This repository contains a list of Modern Standard Arabic closed-class words, which can be used as a stop list for a variety of natural language processing applications. The list contains 740 inflected words and clitics in the Arabic Treebank (ATB) tokenization scheme (Maamouri et al., 2004; Habash, 2010). The inflected words are based on 309 lemmas from the Standard Arabic Morphological Analyzer, SAMA (Graff et al., 2009).
The list was create by Wael Salloum and Nizar Habash. The repository contains a technical report detailing its design decisions.

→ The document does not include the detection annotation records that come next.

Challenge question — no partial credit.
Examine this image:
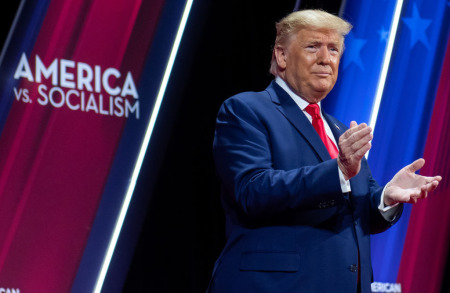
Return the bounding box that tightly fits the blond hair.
[270,9,352,75]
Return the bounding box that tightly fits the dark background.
[0,0,450,293]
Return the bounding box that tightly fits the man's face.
[276,29,343,103]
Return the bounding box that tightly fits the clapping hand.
[384,159,442,206]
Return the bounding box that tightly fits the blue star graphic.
[377,26,389,42]
[343,32,367,71]
[402,3,432,49]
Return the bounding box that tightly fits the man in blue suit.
[208,10,441,293]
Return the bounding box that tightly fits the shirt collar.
[275,76,322,111]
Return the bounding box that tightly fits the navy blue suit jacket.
[209,82,399,293]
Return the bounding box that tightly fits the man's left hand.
[384,159,442,206]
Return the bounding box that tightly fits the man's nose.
[317,46,331,64]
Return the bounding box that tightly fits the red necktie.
[305,104,339,159]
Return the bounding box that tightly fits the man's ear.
[273,45,287,71]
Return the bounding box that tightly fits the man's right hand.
[337,121,373,180]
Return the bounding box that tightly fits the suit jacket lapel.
[323,112,347,149]
[267,81,331,161]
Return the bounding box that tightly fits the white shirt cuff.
[378,185,398,222]
[338,167,352,193]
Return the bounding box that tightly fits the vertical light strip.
[94,0,193,293]
[366,0,403,157]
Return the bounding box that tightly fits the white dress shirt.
[275,76,398,221]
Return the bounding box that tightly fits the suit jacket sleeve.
[213,93,342,217]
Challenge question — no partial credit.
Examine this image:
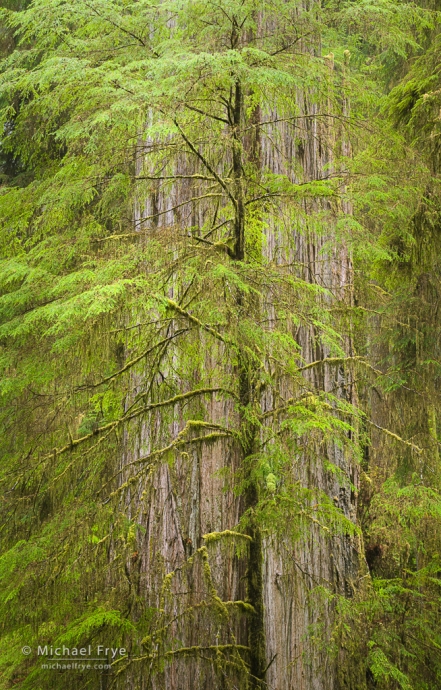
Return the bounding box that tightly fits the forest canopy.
[0,0,441,690]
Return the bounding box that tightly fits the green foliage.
[0,0,441,690]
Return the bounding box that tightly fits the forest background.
[0,0,441,690]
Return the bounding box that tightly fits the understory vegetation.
[0,0,441,690]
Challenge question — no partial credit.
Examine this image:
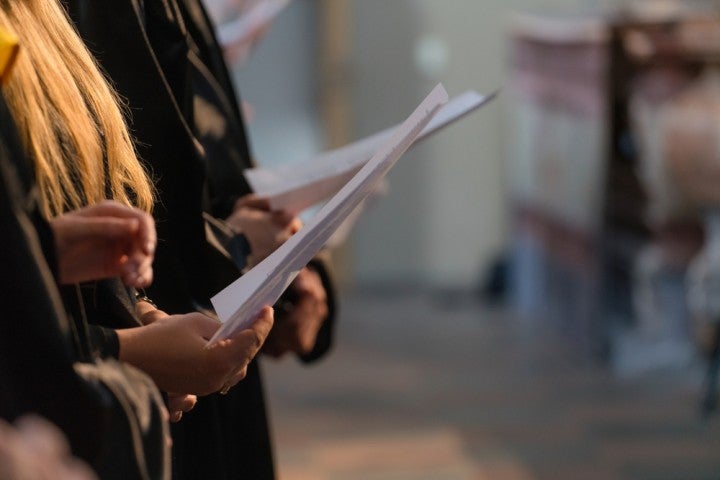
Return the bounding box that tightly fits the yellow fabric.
[0,28,20,83]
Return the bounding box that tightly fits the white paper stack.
[209,84,448,344]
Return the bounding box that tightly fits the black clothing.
[66,0,334,480]
[0,96,169,480]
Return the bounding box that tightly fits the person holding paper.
[0,0,273,450]
[67,0,334,480]
[0,27,168,479]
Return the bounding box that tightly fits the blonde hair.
[0,0,153,217]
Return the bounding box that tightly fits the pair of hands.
[117,302,273,422]
[50,201,273,420]
[226,195,328,358]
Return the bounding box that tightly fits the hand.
[263,267,328,358]
[226,195,302,267]
[0,416,97,480]
[117,302,273,395]
[168,393,197,423]
[50,200,157,288]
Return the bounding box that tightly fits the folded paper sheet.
[209,85,448,344]
[244,91,495,213]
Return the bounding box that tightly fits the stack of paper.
[244,91,495,214]
[209,85,448,344]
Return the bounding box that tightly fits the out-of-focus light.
[414,35,450,79]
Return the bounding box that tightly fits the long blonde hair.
[0,0,153,217]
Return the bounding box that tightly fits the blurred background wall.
[237,0,596,289]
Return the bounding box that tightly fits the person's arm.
[50,200,157,287]
[117,307,273,395]
[225,194,302,268]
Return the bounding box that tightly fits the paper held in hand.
[209,84,448,344]
[217,0,290,47]
[243,90,496,214]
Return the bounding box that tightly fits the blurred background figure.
[207,0,720,480]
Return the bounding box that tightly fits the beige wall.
[350,0,592,287]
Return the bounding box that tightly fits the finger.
[74,200,157,254]
[187,312,222,345]
[135,300,158,317]
[168,393,197,412]
[138,210,157,256]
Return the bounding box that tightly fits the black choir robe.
[66,0,335,480]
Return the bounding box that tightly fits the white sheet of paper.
[217,0,290,46]
[209,84,448,344]
[244,90,495,214]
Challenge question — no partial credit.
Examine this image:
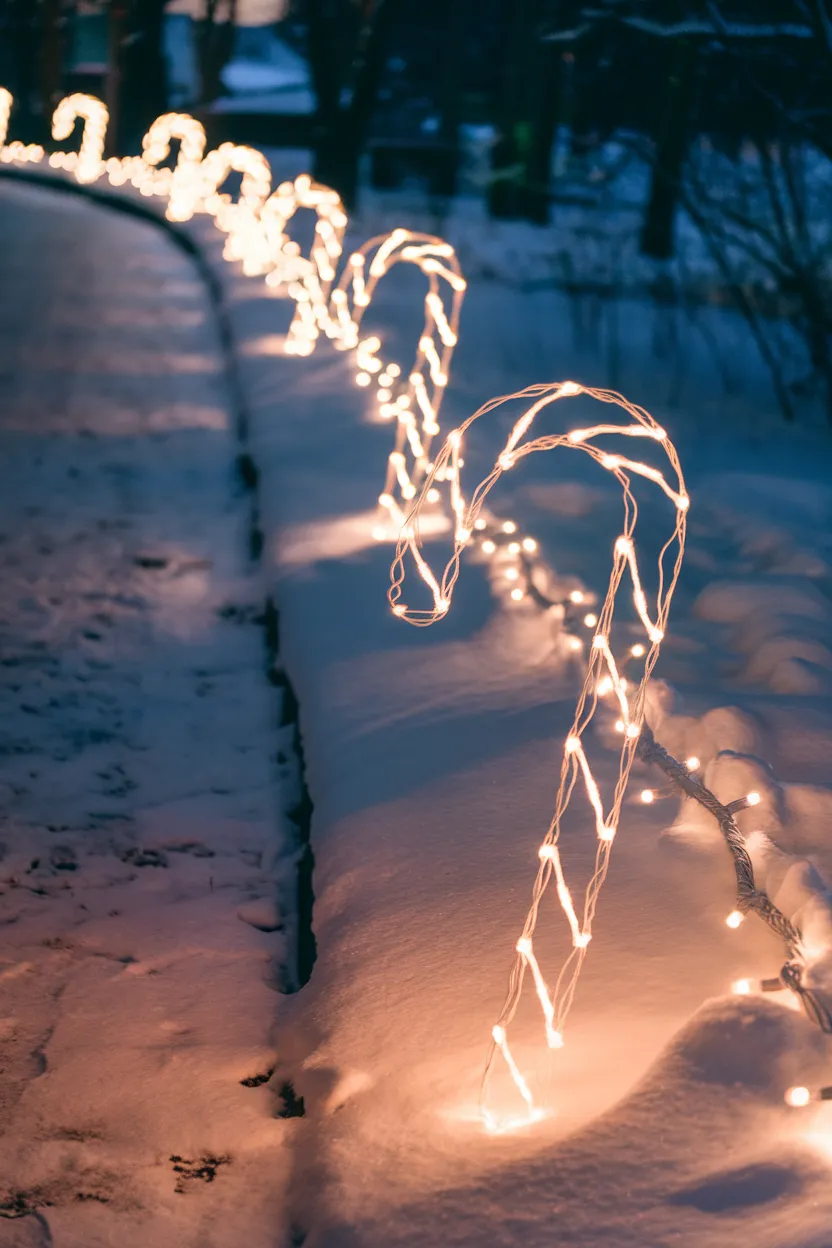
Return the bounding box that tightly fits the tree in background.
[488,0,574,225]
[0,0,75,142]
[298,0,404,206]
[196,0,237,104]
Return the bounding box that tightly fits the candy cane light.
[388,382,690,1131]
[50,91,109,182]
[0,89,465,539]
[142,112,206,221]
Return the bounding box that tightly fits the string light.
[0,87,832,1131]
[0,86,14,150]
[50,91,109,182]
[388,382,687,1129]
[139,112,206,221]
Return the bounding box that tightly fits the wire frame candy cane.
[261,173,347,321]
[50,91,110,182]
[332,230,467,530]
[142,112,206,221]
[388,382,690,1131]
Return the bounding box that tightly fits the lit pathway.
[0,183,287,1248]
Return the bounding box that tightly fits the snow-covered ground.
[197,189,832,1248]
[0,181,295,1248]
[4,163,832,1248]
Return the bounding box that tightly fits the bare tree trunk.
[488,0,538,220]
[641,36,697,260]
[197,0,237,104]
[308,0,397,207]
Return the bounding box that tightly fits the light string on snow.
[388,382,690,1131]
[389,382,832,1132]
[0,89,465,540]
[637,725,832,1038]
[0,87,832,1129]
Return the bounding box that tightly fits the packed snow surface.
[4,165,832,1248]
[0,181,288,1248]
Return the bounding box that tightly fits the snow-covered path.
[195,204,832,1248]
[0,183,288,1248]
[4,165,832,1248]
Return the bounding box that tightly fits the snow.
[205,197,832,1248]
[0,181,289,1248]
[4,156,832,1248]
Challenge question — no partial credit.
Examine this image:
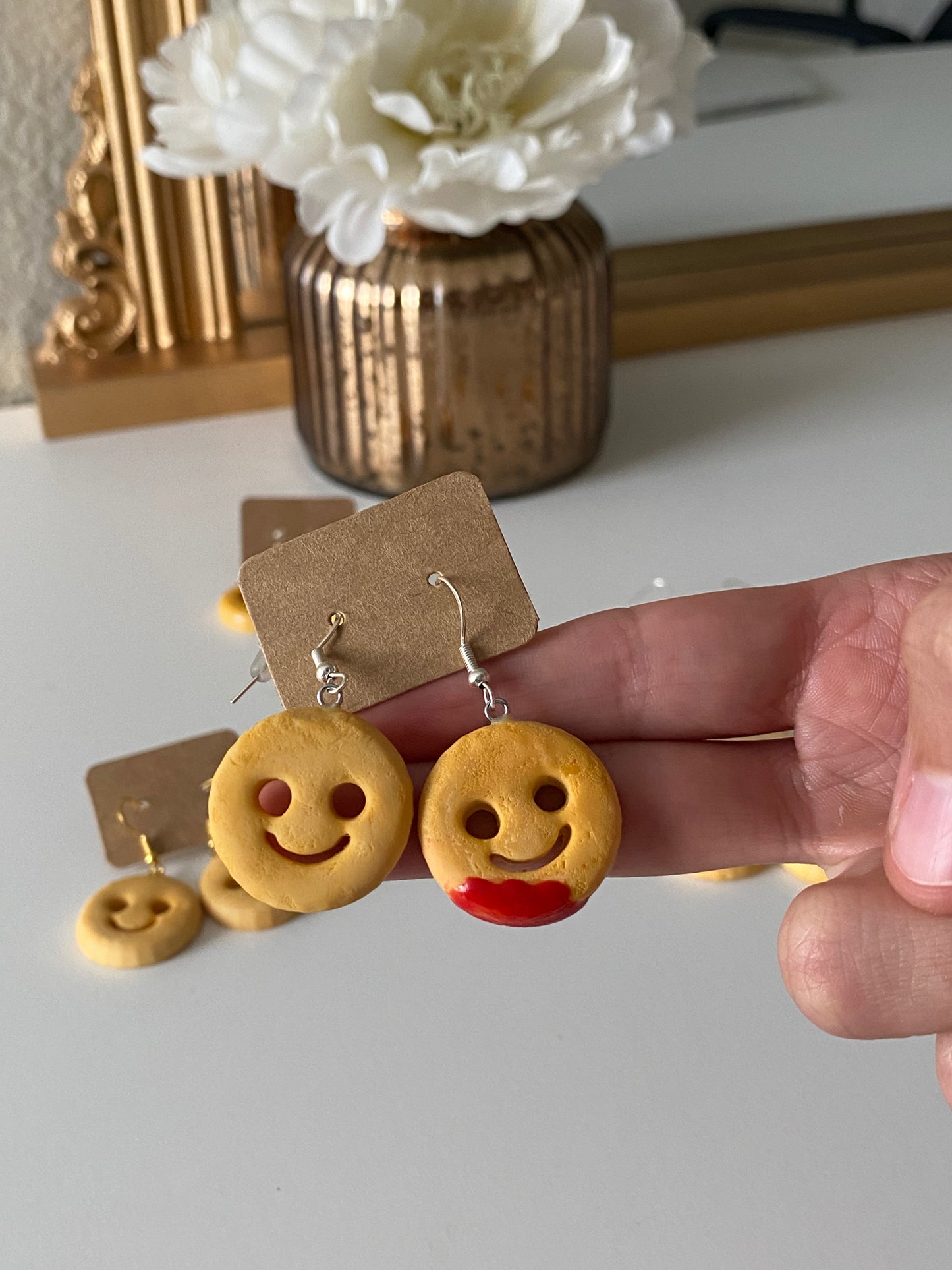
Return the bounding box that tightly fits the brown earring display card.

If you use this resource, please cite:
- Wael Salloum and Nizar Habash. 2012. A Modern Standard Arabic Closed-Class Word List. Columbia University's Center for Computational Learning Systems Tech Report #CCLS-12-03.
- D. Graff, M. Maamouri, B. Bouziri, S. Krouna, S. Kulick, and T. Buckwalter. Standard Arabic Morphological Analyzer (SAMA) Version 3.1, 2009. Linguistic Data Consortium LDC2009E73.
- N. Habash. Introduction to Arabic Natural Language Processing. Morgan & Claypool Publishers, 2010.
- M. Maamouri, A. Bies, T. Buckwalter, and W. Mekki. The Penn Arabic Treebank: Building a Large- Scale Annotated Arabic Corpus. In NEMLAR Conference on Arabic Language Resources and Tools, pages 102–109, Cairo, Egypt, 2004.